К слову, Фрод охотно пошел бы и пешком. Но время сегодня явно поджимало.
* * *
Он любил бродить один, привычно выходя из дома за несколько часов до учебы или работы. Но вместо "взгляда в чужие окна", как сформулировал автор поэтических образов, написанных задолго до Объединения - это напоминало, скорее, смотрение в себя. Он нарезал круги по улицам и дворам, плутая вокруг дома, в котором родился; по дворам, в которых прошли детство и юность. Всё сиюминутное, суматоха мыслей куда-то уходили в такие моменты, оставляя ощущения одновременно радости и тоски. Хотя, казалось бы, что такого особенного в его прошлом, чтобы о нем тосковать?
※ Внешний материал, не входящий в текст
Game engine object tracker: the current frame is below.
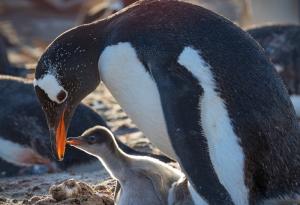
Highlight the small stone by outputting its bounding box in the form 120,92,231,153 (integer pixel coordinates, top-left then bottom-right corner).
32,186,41,191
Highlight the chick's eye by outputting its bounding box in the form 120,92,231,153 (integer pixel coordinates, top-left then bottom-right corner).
88,136,96,144
56,90,67,102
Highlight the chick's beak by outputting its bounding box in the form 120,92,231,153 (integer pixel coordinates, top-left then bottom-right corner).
67,137,84,146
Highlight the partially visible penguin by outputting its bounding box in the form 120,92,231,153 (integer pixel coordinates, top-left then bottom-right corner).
0,75,172,176
78,0,252,26
247,25,300,118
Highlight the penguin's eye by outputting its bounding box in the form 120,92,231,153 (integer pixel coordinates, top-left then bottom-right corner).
88,136,96,144
56,90,67,103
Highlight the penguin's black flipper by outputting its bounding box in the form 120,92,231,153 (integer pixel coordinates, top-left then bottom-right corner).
151,63,233,205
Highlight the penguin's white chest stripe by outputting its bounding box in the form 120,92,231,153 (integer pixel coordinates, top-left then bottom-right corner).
98,43,176,158
178,47,248,205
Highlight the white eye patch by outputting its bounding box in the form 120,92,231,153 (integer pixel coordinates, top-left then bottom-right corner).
33,73,68,104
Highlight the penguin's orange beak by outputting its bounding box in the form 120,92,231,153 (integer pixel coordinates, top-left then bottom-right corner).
67,137,83,146
55,112,67,160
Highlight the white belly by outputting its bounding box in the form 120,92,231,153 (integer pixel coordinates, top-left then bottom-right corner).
98,43,176,158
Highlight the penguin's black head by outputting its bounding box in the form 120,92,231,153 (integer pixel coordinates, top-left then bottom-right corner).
34,26,100,160
67,126,114,156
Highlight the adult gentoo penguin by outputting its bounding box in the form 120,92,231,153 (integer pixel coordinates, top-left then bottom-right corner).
35,0,300,205
0,75,166,176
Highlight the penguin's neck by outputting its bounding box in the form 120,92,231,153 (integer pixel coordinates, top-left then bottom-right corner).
97,140,131,184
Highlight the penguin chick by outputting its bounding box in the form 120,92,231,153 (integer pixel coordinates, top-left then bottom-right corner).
67,126,193,205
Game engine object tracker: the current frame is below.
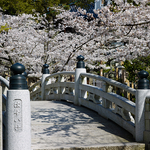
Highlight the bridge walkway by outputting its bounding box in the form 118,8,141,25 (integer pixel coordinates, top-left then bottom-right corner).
31,101,145,150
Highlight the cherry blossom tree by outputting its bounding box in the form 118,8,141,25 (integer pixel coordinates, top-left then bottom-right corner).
0,0,150,76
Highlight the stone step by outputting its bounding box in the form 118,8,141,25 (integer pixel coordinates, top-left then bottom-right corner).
33,143,145,150
31,101,145,150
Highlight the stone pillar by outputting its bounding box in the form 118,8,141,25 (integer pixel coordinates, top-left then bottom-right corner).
41,64,51,100
135,70,149,142
74,55,87,105
5,63,31,150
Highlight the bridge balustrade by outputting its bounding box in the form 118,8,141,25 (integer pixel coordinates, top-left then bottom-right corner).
0,57,150,148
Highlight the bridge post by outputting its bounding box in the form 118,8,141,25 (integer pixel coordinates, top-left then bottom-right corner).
135,70,150,142
41,64,51,100
5,63,31,150
74,55,87,105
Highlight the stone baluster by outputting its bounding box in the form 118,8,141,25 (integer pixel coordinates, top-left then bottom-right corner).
135,70,149,142
41,64,51,100
74,55,87,105
5,63,31,150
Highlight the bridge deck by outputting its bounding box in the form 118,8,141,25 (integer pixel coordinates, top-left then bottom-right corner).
31,101,144,150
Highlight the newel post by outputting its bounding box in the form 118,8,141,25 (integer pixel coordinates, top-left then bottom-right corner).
135,70,150,142
5,63,31,150
41,64,50,100
74,55,87,105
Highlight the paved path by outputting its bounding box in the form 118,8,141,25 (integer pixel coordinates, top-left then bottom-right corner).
31,101,143,150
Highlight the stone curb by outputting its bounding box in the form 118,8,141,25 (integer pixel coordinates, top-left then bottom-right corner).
33,143,145,150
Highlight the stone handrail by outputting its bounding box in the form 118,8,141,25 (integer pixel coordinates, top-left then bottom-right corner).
0,76,9,111
29,71,75,100
81,73,136,95
79,73,136,137
0,76,9,149
28,56,150,142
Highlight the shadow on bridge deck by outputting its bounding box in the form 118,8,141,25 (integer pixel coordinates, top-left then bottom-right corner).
31,101,145,150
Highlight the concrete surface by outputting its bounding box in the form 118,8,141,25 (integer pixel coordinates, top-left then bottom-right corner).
31,101,145,150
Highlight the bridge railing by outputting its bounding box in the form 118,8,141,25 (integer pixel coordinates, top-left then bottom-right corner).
79,73,136,136
0,76,9,149
29,56,150,142
29,72,75,101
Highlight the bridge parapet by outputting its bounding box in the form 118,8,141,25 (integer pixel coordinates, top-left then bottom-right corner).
2,57,150,146
28,56,150,142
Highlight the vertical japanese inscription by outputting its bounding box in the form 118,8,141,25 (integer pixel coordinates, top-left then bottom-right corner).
14,99,22,132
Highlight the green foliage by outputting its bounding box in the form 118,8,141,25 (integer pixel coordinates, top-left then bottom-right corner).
124,55,150,82
64,5,70,10
0,23,11,33
0,0,33,15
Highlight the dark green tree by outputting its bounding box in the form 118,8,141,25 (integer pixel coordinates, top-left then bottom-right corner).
124,55,150,82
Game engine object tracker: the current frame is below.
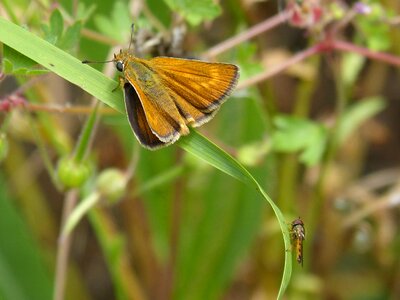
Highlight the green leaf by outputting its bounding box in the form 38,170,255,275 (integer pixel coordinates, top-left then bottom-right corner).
0,174,53,300
0,17,125,112
355,3,391,51
178,130,292,299
2,45,49,76
164,0,221,25
341,52,365,86
272,115,327,166
337,96,385,145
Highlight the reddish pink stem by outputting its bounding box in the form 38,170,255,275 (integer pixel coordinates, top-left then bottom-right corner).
332,40,400,66
237,44,322,90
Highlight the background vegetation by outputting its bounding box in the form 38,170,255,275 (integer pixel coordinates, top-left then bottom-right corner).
0,0,400,300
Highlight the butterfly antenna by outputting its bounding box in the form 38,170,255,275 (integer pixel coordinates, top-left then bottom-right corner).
128,23,135,50
82,59,114,64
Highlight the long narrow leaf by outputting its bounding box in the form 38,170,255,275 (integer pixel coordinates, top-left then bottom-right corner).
178,130,292,299
0,17,124,112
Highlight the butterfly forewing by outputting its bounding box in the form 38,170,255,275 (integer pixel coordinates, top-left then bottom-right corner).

Он не помнил, когда именно начались эти его самокопания.
Взгляд рассеянно скользнул листвой тополей сквера, в котором как раз копошились неодруиды. Вновь лопочут о чем-то своем, малопонятном простым смертным.
Странная, нелепая секта, адепты которой поклонялись деревьям, считая их бессмертными. Друиды верили, что деревья способны научить человека покидать свою бренную оболочку, бродя по призрачным мирам сновидений... Это были обычные городские сумасшедшие, к которым примерно так и принято относиться: пусть себе болтают о своих потеплениях климата и грядущей экологической катастрофе, не жалко. Никакого отношения к реальности, которой жил Город, к тому, что радовало или тревожило его обитателей, эти небольшие группки юродивых не имели.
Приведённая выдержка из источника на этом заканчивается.